One reason NASCAR is still held in some contempt in professional sports was on display in the sanctioning body's weak-kneed punishments for varied cheating incidents during Speedweeks, notably in the only incident where a truly hard punishment came down, on Michael Waltrip for running an additive in his fuel. There was also Jeff Gordon failing postrace inspection after winning his 150 on Thursday.
Both, however, will race in the Daytona 500.
NASCAR has long said it will weed out and punish cheating, but whenever it gets the chance to make good on such boasts, it falters. The blunt truth is that disqualification is the only way to handle cheating, but NASCAR lacks the courage to go the right route, and has lacked that courage for decades; when Dave Marcis, A.J. Foyt, and Darrell Waltrip had qualifying times disallowed in 1976, it came after NASCAR consulted their legal advisor, who advised to avoid use of the term disqualification. The sport, however, has long needed to outgrow this approach to cheating.
There is also the insulting soap-opera performance in Waltrip's "contrition" regarding the incident. Making it worse is that several drivers stepped up to side with Waltrip and defend him by using the "wrong place at the wrong time" argument.
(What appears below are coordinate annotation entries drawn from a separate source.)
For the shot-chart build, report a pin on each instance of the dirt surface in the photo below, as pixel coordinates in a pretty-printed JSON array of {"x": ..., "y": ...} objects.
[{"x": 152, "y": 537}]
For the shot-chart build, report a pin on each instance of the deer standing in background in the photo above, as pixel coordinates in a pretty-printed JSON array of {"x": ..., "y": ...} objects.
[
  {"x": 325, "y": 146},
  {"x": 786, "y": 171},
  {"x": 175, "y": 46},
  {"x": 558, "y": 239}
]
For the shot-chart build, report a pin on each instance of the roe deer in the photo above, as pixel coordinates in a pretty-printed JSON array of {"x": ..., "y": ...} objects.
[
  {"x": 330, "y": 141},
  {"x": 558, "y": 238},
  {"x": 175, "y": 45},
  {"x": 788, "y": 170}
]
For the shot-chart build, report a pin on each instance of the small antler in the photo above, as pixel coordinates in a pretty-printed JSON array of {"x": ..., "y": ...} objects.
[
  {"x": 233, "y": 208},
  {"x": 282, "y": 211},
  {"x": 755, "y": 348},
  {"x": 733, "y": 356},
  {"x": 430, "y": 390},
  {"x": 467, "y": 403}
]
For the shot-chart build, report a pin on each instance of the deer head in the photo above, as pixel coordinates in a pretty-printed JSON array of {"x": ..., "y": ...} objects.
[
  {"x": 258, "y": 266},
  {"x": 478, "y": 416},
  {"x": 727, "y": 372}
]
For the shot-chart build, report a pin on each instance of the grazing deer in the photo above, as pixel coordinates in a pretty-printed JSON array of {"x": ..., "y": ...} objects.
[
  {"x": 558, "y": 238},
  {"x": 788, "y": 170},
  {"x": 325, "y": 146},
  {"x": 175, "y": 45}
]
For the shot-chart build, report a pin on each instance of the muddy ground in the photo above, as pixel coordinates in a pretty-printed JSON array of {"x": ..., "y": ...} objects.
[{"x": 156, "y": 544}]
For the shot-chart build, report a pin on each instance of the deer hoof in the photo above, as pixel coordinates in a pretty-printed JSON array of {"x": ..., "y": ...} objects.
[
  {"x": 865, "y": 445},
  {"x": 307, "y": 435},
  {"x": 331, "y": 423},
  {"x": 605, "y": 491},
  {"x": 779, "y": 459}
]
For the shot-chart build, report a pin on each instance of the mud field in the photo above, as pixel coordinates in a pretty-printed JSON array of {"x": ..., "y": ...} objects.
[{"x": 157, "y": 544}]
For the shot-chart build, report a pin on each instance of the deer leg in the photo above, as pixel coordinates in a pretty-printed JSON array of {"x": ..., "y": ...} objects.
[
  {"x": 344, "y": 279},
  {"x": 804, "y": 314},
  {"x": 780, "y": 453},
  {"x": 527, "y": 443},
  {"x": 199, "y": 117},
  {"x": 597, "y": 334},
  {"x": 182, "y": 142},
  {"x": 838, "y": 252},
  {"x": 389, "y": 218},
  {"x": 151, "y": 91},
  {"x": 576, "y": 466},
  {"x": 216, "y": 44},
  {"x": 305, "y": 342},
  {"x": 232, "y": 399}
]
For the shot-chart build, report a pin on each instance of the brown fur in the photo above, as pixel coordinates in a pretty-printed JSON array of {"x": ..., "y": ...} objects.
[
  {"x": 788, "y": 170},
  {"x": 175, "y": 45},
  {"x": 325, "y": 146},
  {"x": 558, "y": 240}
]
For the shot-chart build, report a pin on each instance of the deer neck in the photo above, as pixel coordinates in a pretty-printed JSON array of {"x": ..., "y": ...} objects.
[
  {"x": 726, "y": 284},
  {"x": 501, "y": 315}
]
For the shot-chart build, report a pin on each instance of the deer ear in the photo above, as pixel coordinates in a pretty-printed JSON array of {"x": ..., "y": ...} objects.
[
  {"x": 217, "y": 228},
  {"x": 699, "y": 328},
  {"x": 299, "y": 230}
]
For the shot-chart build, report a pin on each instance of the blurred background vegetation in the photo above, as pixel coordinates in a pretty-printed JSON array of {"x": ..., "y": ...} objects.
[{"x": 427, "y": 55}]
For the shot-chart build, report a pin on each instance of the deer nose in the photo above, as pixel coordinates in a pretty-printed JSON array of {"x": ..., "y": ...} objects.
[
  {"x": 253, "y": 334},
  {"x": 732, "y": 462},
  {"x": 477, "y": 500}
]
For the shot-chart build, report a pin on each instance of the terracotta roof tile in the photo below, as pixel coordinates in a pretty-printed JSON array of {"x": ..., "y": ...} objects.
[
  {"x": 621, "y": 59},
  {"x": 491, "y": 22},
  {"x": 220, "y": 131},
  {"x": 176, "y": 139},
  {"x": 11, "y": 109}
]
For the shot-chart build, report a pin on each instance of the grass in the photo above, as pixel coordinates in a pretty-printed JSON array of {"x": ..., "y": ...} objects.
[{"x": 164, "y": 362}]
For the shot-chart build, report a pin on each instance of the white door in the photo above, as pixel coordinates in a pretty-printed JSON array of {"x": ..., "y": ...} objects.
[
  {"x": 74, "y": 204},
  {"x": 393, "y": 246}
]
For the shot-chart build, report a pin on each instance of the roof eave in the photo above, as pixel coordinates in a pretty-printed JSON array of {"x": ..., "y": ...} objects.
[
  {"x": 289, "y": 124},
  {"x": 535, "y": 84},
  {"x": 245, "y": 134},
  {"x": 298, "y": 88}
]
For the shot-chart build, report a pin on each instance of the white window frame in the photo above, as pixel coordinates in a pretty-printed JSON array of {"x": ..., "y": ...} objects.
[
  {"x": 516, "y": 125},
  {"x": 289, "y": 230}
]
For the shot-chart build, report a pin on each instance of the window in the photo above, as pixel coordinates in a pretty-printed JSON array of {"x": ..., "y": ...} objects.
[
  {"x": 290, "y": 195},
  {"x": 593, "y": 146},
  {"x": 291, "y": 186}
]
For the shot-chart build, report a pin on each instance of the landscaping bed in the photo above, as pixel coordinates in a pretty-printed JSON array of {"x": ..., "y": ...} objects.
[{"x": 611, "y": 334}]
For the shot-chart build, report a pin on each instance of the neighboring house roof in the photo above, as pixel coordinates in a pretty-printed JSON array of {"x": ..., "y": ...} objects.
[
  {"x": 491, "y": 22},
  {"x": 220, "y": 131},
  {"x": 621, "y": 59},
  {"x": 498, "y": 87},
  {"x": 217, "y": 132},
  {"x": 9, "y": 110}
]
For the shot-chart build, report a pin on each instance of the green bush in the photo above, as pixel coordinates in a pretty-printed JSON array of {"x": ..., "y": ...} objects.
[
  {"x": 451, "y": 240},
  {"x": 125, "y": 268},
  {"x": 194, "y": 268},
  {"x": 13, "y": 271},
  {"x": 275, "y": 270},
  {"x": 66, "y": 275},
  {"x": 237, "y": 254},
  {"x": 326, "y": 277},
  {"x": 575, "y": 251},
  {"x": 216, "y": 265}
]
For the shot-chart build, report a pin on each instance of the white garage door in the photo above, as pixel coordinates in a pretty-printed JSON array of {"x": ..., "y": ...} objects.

One can debate whether Michael Waltrip knew of the use of this additive - apparantly propylene oxide, a substance commonly used in short track racing, giving extra power for shortish periods and which disappears into thin air after use; one crew chief stated that traces of the stuff would have disappeared from Waltrip's manifold within two hours of being added, and thus would not be found by NASCAR at its R&D shop in North Carolina - beforehand, but we need to stop pretending that such incidents are "accidental." Waltrip got caught, period. I'm not buying that Gordon's postrace infraction was accidental, either, because rigging a car to drop low as happened to Gordon isn't uncommon. There's also the suspicious inconsistency with regard to NASCAR penalties.
Cheating is always deliberate in NASCAR. There is no such thing as accidentally pregnant, so there is no such thing as accidental cheating, and the sport needs to disqualify cheaters as the first and only option.